Cierto es que quedan pocos
gobiernos que cumplan sus promesas electorales y cuya prioridad no sea la de
ganar las elecciones en lugar de tomar las medidas que requiere la sociedad,
como bien describió Weber en “La vocación del político”. Pero no menos
cierto es que si un gobierno decide tomar medidas impopulares, habrá que reconocer
y respetar su labor, al menos hasta
comprobar si consigue así sus objetivos. No se trata de si el fin justifica los
medios, sino de que, si no lo remediamos, no habrá ni siquiera final.
En cualquier caso, para conseguir
una democracia saludable necesitamos también de una ciudadanía activa y
escéptica, que no se conforme con las nuevas leyes que los gobiernos decreten,
sino que participen en la vida pública, bien sea a través de partidos
políticos, asociaciones o cualquier otro grupo de interés.
Como dice el sociólogo Benjamin
Barber en su obra “Un lugar para todos”, en nuestra sociedad se producen
una serie de paradojas según las cuales constatamos que los trabajadores no
tienen tiempo de participar en la vida pública y los parados no tienen ganas.
Cada vez se hace más patente que un requisito para ser ciudadano en nuestra
sociedad civil es tener trabajo.
Por tanto, un gobierno que quiera
mejorar la calidad democrática tendrá que recoger como primera prioridad el que
sus ciudadanos tengan un medio de vida digno, con un trabajo que les permita
desarrollarse. No deberá buscar aplicar medidas complementarias que en lugar de
solucionar los verdaderos problemas, intenten ocultar los efectos negativos que
de ellos se derivan.
La sociedad civil se fragmenta en
tres mediatrices que dividen el sector público del privado, los ciudadanos que
se permiten una vida “de clase media”, de los que están en condiciones de
pobreza extrema y los individuos pasivos de ciudadanos activos. La intersección
de estas tres variantes genera el punto que debería ser el inicio de actuación
del gobierno que decide atender verdaderamente los problemas de la ciudadanía.
Punto que conforma el centro de una circunferencia que engloba las tres
dimensiones deficitarias económica, política y social. El esfuerzo del gobierno
deber ser, pues, el de solucionar la raíz del problema que en el caso de
nuestro país es el paro. El esfuerzo del sector político representativo evidentemente
pasará por la práctica de la transparencia y la honestidad. Pero no podemos
sólo esperar que actúen por nosotros: el esfuerzo de la ciudadanía pasa por no
culpar desde la pasividad, sino involucrarse en la solución.
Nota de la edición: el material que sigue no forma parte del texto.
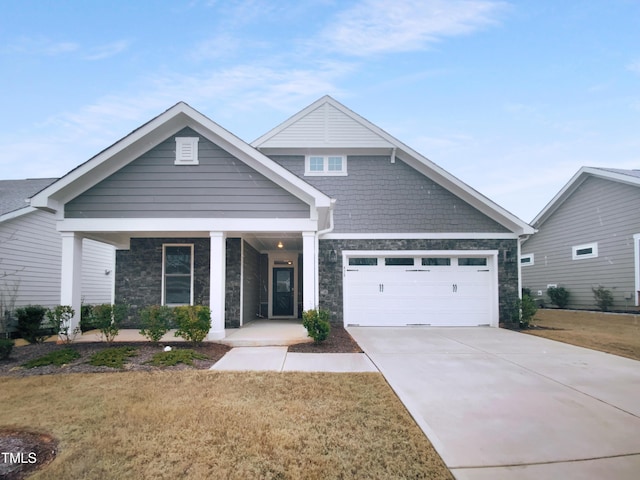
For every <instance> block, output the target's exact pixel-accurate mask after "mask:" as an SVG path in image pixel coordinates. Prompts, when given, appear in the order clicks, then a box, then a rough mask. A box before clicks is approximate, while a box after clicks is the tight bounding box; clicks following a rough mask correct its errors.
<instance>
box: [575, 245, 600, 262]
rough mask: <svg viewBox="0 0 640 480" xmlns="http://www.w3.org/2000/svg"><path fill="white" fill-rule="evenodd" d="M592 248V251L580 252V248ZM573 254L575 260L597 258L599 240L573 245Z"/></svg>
mask: <svg viewBox="0 0 640 480" xmlns="http://www.w3.org/2000/svg"><path fill="white" fill-rule="evenodd" d="M588 248H590V249H591V253H583V254H578V251H579V250H586V249H588ZM571 256H572V258H573V260H583V259H585V258H597V257H598V242H593V243H585V244H583V245H576V246H574V247H571Z"/></svg>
El problema social se convierte
en un problema económico (de hecho siempre lo ha sido), y la crisis económica
es a su vez una crisis ciudadana. La solución deberá estar encaminada a
resolver la crisis económica, social y política. La globalidad de la solución,
implica la inclusión, y si queremos de verdad resolverla debemos dejar a un
lado las críticas destructivas y pasar a la acción constructiva.